Foi também uma loja de artigos desportivos de columbofilia, aquariofilia, caça e pesca do Zé Ferrador, ou José de Matos Sousa Barroso, chamada Dealex (“De” de desporto e Alex porque todos os seus filhos têm o nome Alexandre). A Rosa do Ninho (Rosa Maurício) abriu ali a sua loja de roupa para crianças e enxovais, O Ninho, em 1980, e mudou-se para a rua dos Cingeleiros há coisa de 15 anos. A Mulher dos Plásticos também teve ali uma arrecadação, até que finalmente foi convertido em salão de jogos do Mamma Mia, há meia dúzia de anos.
Depois do encerramento em 1990, foi António Urbano, neto do Toino Barrão, que herdou o espaço a sul do barbeiro, que o remodelou e lhe deu uma nova vida, completamente diferente. Aproveitando o pátio como ex-libris do espaço, instalou primeiro o restaurante Igreja Velha em 2001, que passou a H2Bar no ano seguinte, explorado pelo Paquito. Reabriu em 2006 como Mamma Mia, integrando a parte de café, bar, restaurante, e acrescentando-lhe o salão de jogos.
Quanto à parte de cima, à taberna sucedeu a casa Foto Franco, que abriu em Março de 1979, já referida acima. Não haverá família em Riachos que não tenha pelo menos uma fotografia que ostente nas costas o selo da Foto Franco. Foi a primeira loja de fotografia comercial em Riachos (houve outra mais tarde, a do Paulino, também sapataria, negócio antigo, na rua dos Cingeleiros) e cresceu durante a década de 1980.
Natural de Porto-de-Mós, José Franco trabalhou até aos 19 anos na Foto Franco das Caldas da Rainha, de um tio seu. A fotografia era uma actividade de família e, além de Peniche e Alcobaça, Riachos teve a quarta loja com o nome Foto Franco.
Em 1972, regressado da tropa (esteve “no ultramar”, onde desempenhou funções na área da fotografia), José Franco foi para Torres Novas trabalhar para a Foto Aviz. Depois, a partir de 75 autonomizou-se e passou a fotografar casamentos e baptizados pelas aldeias do concelho. Em 1978 veio um dia a Riachos fotografar um casamento na sede da Banda Filarmónica. Ali, uma mulher que ainda não conhecia, desafiou-o a abrir uma casa de fotografia no espaço encerrado do Toino Barrão, uma loja situada num local com tal potencial que não podia estar fechada. A Teresa Gama tinha na altura a Gama Modas em frente, o seu marido explorava a Dealex, e era já uma mulher com visão e empreendedora (se houvesse esta palavra na altura). Ficou de tal modo convencido, que no dia seguinte foi falar com o Toino Barrão e arrendou o espaço. O laboratório foi instalado no bico do edifício e o estúdio lá atrás no armazém.

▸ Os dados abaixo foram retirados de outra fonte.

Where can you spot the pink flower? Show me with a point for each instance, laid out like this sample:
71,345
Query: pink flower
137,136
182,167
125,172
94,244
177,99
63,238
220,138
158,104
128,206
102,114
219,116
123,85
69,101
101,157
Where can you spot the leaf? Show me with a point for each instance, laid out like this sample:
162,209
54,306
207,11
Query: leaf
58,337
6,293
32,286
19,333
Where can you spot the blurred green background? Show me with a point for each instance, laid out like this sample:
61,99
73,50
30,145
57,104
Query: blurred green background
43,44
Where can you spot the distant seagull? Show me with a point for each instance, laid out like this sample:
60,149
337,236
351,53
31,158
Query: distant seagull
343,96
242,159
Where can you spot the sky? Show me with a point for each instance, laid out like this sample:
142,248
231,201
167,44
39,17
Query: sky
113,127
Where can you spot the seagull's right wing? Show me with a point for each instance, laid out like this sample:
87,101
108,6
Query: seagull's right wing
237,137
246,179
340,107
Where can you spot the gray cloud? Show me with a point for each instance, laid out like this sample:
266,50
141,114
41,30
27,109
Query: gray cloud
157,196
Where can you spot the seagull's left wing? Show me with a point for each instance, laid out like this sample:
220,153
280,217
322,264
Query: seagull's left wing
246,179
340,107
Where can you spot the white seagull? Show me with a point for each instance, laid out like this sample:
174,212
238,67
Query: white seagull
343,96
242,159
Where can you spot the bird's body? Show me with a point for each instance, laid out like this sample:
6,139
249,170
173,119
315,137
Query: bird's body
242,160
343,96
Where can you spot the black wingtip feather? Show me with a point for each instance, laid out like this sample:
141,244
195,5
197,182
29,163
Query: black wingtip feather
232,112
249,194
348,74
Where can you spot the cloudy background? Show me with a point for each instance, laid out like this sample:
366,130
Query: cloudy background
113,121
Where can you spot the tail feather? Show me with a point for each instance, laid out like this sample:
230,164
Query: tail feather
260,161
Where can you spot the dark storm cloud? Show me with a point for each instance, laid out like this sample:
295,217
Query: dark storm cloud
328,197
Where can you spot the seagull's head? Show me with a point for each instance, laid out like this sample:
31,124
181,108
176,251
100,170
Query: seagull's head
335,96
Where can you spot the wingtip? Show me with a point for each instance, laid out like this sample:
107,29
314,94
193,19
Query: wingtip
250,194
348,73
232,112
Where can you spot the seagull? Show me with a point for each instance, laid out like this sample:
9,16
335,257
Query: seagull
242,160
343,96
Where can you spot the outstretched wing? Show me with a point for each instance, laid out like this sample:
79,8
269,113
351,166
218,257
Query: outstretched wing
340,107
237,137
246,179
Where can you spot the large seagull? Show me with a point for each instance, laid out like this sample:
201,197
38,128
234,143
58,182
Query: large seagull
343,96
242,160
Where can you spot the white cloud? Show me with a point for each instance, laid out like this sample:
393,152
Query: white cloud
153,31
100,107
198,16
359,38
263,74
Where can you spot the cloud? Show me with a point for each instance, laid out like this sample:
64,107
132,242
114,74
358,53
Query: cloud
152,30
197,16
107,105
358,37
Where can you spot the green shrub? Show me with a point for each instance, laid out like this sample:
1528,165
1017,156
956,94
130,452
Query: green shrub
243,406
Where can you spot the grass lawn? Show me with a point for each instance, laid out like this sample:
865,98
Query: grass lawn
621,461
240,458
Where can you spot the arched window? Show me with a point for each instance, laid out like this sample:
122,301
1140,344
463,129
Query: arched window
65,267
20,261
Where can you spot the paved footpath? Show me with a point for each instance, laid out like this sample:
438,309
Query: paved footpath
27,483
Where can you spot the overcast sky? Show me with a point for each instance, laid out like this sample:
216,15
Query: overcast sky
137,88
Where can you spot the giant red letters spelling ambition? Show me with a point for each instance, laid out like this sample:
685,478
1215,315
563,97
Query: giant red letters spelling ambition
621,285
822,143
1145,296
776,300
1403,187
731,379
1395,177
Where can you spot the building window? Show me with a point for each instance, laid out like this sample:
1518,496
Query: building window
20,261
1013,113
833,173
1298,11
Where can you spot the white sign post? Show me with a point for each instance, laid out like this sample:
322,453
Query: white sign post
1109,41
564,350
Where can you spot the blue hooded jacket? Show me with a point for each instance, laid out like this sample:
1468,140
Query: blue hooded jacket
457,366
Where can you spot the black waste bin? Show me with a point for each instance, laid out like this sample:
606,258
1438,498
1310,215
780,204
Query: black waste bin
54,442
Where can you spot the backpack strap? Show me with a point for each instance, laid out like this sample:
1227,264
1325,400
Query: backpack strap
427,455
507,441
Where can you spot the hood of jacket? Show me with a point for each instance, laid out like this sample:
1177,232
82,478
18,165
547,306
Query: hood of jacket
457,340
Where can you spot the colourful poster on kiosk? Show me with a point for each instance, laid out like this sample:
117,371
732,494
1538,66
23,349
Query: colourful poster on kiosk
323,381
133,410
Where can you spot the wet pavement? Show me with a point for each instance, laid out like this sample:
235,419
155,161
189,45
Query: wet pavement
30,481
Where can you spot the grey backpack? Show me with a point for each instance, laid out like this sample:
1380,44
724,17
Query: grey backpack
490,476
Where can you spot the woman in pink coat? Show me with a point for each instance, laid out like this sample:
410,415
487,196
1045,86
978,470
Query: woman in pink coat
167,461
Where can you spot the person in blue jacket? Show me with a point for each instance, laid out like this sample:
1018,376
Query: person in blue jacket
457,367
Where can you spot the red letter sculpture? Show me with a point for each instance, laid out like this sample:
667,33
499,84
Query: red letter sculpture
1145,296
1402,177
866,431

Passada mais de uma década, Franco, que era apaixonado da fotografia, mas acima de tudo via-a como um meio de subsistência, pelo que o negócio o levou a aderir à moda das croissanteries e abriu no mesmo sítio a pastelaria Aguarela. O espaço levou aqui mais uma grande volta.
Quando veio o advento da revelação automática, o investimento necessário para a reconversão do negócio da fotografia era muito avultado, e Franco ficou só com a pastelaria, que encerrou em 2005.
O espaço esteve fechado uns meses. Carlos Rainha viu a oportunidade de pegar naquela “casa mítica, com tanta história” situada em pleno Largo, e transformou-a num bar moderno com uma decoração rústica e acolhedora, para beber copos, conversar com calma a ouvir boa música. Abriu em 2006 e hoje chama-se Tinto & Companhia, uma mudança feita para acompanhar a evolução da sua clientela, que se tem mostrado cada vez mais virada para a apreciação de bons vinhos, os gins tónicos, as cervejas artesanais, assim como o salame de chocolate e as tostas que lhe deram reputação.
E a história há-de continuar.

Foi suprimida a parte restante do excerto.